How to Execute a Lumpy Campaign
First, identify your top 10-50 ideal clients and do your research to find the right decision maker within each organization. Because lumpies involve premium items, these campaigns are a greater per-recipient investment than a typical direct mail campaign, so choose prospects that have the potential to become high-value customers.
Next, focus on your story. Do you want to communicate expertise, innovation, how your product portfolio meets the prospect’s needs, or something else? Start with your message before you decide what to send.
Now it’s time to get creative. Choose a physical object that helps tell your story and craft your campaign content around it.

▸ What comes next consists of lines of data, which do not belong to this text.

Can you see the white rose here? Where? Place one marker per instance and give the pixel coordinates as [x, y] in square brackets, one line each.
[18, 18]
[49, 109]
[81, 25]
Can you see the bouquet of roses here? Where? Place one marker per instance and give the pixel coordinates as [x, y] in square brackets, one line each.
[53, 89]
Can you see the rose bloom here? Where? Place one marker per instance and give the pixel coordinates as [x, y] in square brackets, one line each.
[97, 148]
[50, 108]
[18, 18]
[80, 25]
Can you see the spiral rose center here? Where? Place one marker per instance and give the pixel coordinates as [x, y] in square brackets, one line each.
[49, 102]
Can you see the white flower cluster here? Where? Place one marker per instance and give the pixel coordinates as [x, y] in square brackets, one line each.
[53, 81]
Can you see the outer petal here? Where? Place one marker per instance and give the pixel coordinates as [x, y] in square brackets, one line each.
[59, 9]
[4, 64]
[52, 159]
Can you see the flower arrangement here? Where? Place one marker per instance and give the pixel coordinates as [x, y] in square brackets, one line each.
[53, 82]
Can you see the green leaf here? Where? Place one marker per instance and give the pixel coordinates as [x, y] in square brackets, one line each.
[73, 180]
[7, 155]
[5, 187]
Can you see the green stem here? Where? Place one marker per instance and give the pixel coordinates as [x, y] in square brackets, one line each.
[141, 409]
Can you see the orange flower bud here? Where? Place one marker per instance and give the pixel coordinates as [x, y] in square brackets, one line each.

Then, map out your campaign. Some prospects may ask for a meeting based on the lumpy alone. For those who don’t, map out your multi-channel follow-up touchpoints.
Finally, send a few lumpies at a time. Lumpy campaigns are nimble and leave a lot of room for testing. Send three to five at a time and see what kind of response you get. Figure out what’s working and adapt as you go.
Why Lumpies Still Work
Marketers are looking for ways to start real conversations, tell stories, and create lasting brand impressions, but prospects are inundated with emails, push notifications, social media mentions — not to mention spam. Decision makers have been forced to adapt, in many cases ignoring digital messages from outside their own organizations or networks. And if you think you’re getting past the gatekeeper with a cold call, forget about it.
All of this makes the lumpy more relevant than ever. In our uber-connected world, a special delivery package that delivers a thoughtful story invites the recipient to slow down and take notice.